Dilma não está fazendo isso. Sua campanha está errada. Se fizeram um primeiro programa eleitoral que para mim — que já vi e fiz mais programas eleitorais que a imensa maioria dos mortais — é o melhor da história, de repente eles resolveram, em pleno segundo turno, privilegiar a informação e a comparação de governos, investindo em um discurso excessivamente racional. Esses são dados que devem sempre estar presentes, claro, mas a esta altura é preciso mais que isso. Não é mais questão de levantar razões para votar ou não na Dilma. Depois de dois meses de campanha na TV e no rádio, as pessoas já sabem o que o governo Lula fez e que Dilma é a candidata de Lula. O que se discute agora é quem é o melhor para sucedê-lo; e essa não será uma escolha feita de modo racional. Comparar governos talvez não seja a estratégia mais eficaz. Ou investir num conceito como o Serra Mil Caras — que sinceramente me parece inócuo.

O que Dilma deve recuperar é a emoção que esteve presente, de maneira magistral e insuperável, no primeiro programa. É a presença de Lula ao seu lado, lhe emprestando o carisma que ela, definitivamente, não tem. E a mensagem deve ser de paz e amor — a mensagem que Lulinha, ainda longe de ser o herói nacional que é hoje, passou em 2002. Dilma deve mostrar que é a garantia de que as pessoas vão continuar cada vez mais felizes, porque comem, porque vão à universidade, porque podem trabalhar, porque vão saber que Lula, através dela, continua olhando por eles.

Não é só a economia, estúpido. É também a emoção.
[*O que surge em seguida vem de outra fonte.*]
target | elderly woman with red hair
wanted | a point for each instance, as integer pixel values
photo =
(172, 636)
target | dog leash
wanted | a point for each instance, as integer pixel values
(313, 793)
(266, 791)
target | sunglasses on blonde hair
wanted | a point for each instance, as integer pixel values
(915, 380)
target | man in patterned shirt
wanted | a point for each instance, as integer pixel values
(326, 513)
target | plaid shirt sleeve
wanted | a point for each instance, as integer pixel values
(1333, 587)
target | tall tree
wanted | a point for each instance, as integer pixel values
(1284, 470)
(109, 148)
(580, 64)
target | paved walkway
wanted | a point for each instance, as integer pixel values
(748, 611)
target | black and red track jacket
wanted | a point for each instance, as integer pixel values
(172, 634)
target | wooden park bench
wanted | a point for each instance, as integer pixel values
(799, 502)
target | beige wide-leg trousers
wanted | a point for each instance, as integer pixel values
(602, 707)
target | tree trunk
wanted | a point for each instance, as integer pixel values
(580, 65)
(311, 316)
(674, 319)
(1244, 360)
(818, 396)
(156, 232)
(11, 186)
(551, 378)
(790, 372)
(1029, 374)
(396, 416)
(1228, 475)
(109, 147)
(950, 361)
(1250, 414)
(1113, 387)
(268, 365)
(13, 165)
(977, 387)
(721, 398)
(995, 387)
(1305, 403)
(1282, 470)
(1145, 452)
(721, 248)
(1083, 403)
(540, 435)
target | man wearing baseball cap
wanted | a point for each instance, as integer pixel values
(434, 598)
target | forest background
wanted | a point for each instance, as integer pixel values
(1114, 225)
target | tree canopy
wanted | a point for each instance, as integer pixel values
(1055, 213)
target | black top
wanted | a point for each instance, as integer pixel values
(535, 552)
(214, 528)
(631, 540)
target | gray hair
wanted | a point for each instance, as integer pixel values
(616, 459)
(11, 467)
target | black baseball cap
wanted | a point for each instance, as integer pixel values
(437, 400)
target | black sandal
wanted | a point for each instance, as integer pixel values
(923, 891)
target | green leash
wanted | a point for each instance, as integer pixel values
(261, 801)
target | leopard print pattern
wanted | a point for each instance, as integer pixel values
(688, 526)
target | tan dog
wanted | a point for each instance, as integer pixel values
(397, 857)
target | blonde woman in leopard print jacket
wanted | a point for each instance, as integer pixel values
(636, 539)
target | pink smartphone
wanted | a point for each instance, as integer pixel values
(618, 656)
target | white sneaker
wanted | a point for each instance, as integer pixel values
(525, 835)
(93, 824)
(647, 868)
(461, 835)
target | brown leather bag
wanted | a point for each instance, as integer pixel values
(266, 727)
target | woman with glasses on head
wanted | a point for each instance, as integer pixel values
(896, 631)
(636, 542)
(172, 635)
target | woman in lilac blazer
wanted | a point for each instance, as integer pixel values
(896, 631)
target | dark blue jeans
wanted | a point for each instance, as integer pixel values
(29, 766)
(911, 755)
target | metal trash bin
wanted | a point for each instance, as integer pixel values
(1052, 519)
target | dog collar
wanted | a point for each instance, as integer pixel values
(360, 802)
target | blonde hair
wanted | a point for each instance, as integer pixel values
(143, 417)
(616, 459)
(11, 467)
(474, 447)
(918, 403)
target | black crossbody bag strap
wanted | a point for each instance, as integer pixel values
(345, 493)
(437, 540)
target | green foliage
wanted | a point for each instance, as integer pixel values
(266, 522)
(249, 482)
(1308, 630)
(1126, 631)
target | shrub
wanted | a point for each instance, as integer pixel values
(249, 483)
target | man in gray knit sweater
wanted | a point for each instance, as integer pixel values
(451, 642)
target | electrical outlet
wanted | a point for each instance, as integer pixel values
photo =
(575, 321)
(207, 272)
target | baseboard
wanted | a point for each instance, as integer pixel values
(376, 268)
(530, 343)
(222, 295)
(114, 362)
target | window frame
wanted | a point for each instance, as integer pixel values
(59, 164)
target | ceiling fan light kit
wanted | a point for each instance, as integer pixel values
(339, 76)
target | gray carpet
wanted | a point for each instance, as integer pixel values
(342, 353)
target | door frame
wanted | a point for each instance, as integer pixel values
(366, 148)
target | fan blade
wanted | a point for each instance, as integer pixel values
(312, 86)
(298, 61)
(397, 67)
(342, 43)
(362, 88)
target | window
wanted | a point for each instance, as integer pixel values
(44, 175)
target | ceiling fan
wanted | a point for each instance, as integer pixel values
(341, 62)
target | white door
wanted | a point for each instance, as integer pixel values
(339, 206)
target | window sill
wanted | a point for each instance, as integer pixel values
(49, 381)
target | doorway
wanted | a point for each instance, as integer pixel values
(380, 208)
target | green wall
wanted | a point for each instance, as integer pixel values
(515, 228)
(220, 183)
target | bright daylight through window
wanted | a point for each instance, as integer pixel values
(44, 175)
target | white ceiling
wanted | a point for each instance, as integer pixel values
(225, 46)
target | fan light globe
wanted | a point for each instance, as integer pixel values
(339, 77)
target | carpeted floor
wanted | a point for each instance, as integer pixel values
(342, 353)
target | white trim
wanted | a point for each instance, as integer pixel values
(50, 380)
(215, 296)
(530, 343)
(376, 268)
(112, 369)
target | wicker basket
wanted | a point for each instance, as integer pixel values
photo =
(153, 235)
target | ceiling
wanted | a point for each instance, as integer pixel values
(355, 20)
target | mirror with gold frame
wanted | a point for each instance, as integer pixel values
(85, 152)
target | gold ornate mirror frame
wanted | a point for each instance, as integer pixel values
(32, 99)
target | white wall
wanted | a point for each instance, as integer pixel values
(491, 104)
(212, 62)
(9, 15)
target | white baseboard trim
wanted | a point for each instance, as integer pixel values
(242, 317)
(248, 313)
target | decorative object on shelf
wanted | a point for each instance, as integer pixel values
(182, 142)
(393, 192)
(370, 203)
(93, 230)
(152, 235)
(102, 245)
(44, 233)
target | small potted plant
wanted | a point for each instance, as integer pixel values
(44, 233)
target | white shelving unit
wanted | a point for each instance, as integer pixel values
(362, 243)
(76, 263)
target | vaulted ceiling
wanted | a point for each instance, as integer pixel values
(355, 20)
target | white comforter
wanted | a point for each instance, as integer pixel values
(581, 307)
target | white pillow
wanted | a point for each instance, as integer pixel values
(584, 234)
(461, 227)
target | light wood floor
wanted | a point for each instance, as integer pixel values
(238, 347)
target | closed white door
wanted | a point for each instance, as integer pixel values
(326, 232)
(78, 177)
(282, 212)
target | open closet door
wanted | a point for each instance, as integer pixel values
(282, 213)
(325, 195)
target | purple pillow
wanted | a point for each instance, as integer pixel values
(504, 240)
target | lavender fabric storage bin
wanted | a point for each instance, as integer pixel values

Enquanto isso, a militância poderia fazer algo que o NPTO está fazendo.

Se o primeiro turno deixou alguma lição, foi a de que as notícias sobre a morte da mídia foram muito exageradas. Foi a sua atuação que conseguiu valorizar Marina Silva (que merece um post e um mea culpa meus) e forçar um segundo turno que parecia remoto quinze dias antes. Não será no Twitter, no Facebook ou nos blogs que a eleição será ganha. É na rua. Se cada eleitor de Dilma se dedicar a conseguir pelo menos um voto nesses quinze dias que restam, nós ganhamos fácil a eleição.

Enquanto isso, para o Helio Jesuíno que veio cobrar post aqui, eu repito o que disse antes: minha guerra ganhei no primeiro turno. E agora com licença que eu vou ali escrever um panfleto para Déda e Dilma, que vai ser lido, ou pelo menos visto, por muito mais gente que os leitores deste blog, que obviamente volta à hibernação.